Be prepared for minimum yearly repayments on your Company Div 7A Loans
If you have a private company and it has made a loan to a shareholder or an associate of a shareholder, don’t forget your obligations to either repay the loan in full or make a ‘minimum yearly repayment’.
Let’s say that you, as a shareholder in a private company or an associate of a shareholder, borrowed from the private company during the year ended 30 June 2024. You can tell whether such a borrowing exists by examining the balance sheet of the company as at 30 June 2024. The loan should be shown as an asset of the company; you may also see such loans as negative liabilities, however showing the loan as an asset is the better way.
Drawings from your company are loans by the company to the person taking the drawings. If these drawings exceed the amounts otherwise owed to the drawer as at 30 June, a loan to the person will exist and the drawer of the funds will need to determine what action they need to take to avoid a deemed dividend arising.
The tax law says that if you do not fully repay the loan by the due date for lodgement of the company’s tax return, or the actual date of lodgement of the tax return (whichever is earlier), the loan will become a deemed unfranked dividend to the person who borrowed the money for the year ended 30 June 2024.
Alternatively, you can place the loan under the terms of a complying Division 7A loan agreement to stop the deemed dividend arising for the full amount of the loan. Under these conditions, the loan must be repaid on a principal and interest basis over a maximum period of 7 years. However, if the loan is secured by a mortgage over real property (and other conditions are met), the loan can be repaid over a maximum period of 25 years.
If a loan is put under the terms of a complying Division 7A loan agreement, the interest rate charged must be at least the ‘benchmark interest rate’. This rate varies every year and is set by the ATO each year for the following year. For the year ending 30 June 2025, the rate is 8.77%.
When an amount has been borrowed from a private company under the terms of a Division 7A complying agreement, each year, the borrower is required to pay, on or before 30 June, the ‘minimum yearly repayment’. To the extent this amount is not paid by the required date, the shortfall will constitute a deemed unfranked dividend in that year.
Here is an example.
Great Calculations Pty Ltd lent $50,000 to one of its shareholders, Maureen, on 9 May 2022. Maureen could not repay all of the funds by the tax return lodgement date of the company for the year ended 30 June 2022 so she entered into a complying Division 7A loan agreement with the company for a term of 7 years. This means she needs to make minimum yearly repayments on the loan by 30 June 2023, 2024, 2025, 2026, 2027, 2028 and 2029.
She is permitted to pay off the loan faster than the 7 years, if she chooses.

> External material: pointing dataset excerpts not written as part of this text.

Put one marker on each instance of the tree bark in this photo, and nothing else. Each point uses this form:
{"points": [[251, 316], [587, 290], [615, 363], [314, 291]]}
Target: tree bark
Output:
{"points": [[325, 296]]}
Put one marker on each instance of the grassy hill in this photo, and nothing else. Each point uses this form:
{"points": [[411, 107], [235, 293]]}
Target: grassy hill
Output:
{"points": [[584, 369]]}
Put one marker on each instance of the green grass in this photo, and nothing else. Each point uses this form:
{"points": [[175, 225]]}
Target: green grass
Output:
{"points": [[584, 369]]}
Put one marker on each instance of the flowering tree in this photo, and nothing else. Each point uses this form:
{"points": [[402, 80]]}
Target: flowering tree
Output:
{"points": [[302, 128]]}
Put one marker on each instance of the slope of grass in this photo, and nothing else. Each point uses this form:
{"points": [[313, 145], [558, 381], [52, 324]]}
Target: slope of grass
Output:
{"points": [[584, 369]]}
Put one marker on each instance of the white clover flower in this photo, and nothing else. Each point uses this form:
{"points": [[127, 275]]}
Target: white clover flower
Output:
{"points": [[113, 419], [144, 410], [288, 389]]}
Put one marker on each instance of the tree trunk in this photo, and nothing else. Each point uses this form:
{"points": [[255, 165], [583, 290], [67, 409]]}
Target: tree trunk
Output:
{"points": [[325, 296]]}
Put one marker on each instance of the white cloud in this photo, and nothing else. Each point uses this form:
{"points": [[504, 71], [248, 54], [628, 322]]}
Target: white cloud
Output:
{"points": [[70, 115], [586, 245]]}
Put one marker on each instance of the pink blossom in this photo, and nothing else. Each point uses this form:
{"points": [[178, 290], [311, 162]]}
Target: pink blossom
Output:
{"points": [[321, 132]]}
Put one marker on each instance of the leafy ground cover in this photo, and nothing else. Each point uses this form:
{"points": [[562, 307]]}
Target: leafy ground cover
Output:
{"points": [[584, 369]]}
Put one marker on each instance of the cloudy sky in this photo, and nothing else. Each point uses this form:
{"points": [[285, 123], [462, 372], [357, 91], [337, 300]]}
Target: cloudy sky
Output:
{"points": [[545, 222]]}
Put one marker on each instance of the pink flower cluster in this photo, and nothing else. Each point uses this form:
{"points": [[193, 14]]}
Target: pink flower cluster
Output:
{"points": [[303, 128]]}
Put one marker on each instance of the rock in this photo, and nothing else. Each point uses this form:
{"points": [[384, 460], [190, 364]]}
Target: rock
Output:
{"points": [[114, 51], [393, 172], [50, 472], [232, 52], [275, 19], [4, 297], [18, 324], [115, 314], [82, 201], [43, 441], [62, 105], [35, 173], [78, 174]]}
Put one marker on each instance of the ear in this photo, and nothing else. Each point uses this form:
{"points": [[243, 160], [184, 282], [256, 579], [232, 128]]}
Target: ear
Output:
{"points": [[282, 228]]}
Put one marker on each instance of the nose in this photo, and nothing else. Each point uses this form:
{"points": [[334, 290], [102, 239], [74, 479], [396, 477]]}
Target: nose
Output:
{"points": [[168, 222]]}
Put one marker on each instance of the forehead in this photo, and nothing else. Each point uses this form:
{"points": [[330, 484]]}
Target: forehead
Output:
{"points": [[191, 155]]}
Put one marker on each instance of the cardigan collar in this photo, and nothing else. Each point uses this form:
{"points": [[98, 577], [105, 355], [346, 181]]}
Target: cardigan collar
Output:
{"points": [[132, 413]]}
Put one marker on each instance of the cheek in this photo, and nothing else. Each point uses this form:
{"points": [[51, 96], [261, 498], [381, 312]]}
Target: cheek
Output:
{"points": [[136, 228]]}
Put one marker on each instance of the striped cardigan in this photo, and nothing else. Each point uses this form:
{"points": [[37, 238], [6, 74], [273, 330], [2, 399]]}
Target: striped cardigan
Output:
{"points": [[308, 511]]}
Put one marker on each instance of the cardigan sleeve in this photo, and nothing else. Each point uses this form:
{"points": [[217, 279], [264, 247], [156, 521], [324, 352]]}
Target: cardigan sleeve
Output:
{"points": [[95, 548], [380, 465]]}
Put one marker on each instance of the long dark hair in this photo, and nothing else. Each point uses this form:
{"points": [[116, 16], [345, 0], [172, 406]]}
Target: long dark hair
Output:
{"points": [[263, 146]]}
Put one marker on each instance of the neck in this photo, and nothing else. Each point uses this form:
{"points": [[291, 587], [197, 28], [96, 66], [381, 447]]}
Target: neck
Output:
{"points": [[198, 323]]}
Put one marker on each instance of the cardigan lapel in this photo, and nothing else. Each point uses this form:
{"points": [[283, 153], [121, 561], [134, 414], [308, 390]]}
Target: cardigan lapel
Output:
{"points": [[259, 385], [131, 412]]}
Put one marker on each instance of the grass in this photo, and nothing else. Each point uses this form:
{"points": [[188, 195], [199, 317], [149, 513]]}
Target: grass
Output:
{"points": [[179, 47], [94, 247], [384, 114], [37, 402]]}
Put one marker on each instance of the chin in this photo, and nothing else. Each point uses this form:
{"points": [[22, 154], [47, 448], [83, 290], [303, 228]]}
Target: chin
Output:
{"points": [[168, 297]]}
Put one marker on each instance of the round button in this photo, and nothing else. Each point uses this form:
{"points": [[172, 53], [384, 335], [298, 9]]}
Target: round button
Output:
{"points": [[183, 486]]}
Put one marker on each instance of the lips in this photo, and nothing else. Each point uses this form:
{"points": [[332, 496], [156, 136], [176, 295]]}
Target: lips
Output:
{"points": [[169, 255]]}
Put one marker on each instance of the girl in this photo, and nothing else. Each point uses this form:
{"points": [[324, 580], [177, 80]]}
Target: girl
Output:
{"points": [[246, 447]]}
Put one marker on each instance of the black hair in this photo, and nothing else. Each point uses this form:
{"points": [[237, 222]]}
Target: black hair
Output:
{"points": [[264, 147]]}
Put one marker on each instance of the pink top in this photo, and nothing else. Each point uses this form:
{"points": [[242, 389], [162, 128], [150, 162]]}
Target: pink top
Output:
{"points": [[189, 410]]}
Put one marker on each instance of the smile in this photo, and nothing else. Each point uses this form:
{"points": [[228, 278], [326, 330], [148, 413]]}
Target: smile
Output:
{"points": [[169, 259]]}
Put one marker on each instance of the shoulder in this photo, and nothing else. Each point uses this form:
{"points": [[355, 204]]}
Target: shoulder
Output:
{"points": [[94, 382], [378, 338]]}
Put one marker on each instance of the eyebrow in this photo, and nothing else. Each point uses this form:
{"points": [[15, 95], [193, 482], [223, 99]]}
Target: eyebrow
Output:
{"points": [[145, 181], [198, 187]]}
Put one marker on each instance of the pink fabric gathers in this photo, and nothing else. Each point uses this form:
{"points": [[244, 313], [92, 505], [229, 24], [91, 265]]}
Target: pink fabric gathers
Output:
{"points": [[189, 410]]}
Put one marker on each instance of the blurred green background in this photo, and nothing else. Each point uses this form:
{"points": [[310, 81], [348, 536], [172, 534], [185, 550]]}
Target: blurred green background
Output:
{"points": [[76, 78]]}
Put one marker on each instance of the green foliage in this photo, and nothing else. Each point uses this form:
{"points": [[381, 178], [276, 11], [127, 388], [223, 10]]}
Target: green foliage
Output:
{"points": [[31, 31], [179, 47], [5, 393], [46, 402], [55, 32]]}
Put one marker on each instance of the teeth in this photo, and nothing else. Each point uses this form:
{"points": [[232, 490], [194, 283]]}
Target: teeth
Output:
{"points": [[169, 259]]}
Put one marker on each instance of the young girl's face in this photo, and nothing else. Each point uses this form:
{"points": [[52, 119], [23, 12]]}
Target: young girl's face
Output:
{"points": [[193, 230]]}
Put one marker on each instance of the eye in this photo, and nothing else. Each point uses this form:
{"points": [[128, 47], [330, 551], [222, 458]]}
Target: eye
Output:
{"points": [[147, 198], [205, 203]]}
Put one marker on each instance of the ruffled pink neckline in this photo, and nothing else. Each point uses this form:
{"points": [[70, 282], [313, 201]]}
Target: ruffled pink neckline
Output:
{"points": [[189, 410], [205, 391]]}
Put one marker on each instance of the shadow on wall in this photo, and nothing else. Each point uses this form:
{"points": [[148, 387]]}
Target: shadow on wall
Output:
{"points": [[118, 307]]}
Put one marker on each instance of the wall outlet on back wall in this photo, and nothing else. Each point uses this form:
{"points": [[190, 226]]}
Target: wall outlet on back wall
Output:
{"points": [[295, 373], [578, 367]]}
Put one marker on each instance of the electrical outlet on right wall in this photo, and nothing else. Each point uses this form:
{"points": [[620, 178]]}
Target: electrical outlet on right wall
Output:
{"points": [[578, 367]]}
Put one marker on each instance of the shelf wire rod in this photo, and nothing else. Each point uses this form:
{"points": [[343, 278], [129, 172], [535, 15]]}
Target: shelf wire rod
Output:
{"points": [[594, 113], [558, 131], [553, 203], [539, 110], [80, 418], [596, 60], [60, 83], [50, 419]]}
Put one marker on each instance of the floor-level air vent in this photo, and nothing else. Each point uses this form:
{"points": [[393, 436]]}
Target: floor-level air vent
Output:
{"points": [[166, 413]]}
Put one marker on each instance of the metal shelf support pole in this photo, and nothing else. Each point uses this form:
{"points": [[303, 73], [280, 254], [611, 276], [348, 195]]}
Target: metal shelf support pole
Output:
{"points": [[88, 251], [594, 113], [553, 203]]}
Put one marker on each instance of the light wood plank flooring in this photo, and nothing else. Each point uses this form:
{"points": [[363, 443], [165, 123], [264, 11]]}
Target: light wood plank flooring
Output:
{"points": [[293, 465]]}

The minimum yearly repayments are as follows:
• Year ended 30 June 2023 - $8,569 (interest = $2,383.88, remaining principal =$43,814.88, interest rate = 4.77%)
• Year ended 30 June 2024 - $9,555 (interest = $3,613.52, remaining principal = $37,880.26, interest rate = 8.27%)
• Year ending 30 June 2025 - $9,681 (interest = $3,319.97, remaining principal = $31,519, interest rate = 8.77%)
The payments for the remaining years cannot be calculated yet because the benchmark interest rate for those years is not yet known.
Importantly, Maureen must remember that this financial commitment will arrive every 30 June while the loan is outstanding, and she must be prepared for it.
The interest payable to the private company is, of course, assessable income to the company. Whether the interest payable by Maureen is tax deductible will depend on the purpose for which she borrowed the money. If it is for an income producing purpose, she would normally be able to claim a tax deduction for the interest payments to the company.
Disclaimer: This content provides general information only, current at the time of production. Any advice in it has been prepared without taking into account your personal circumstances. You should seek professional advice before acting on any material.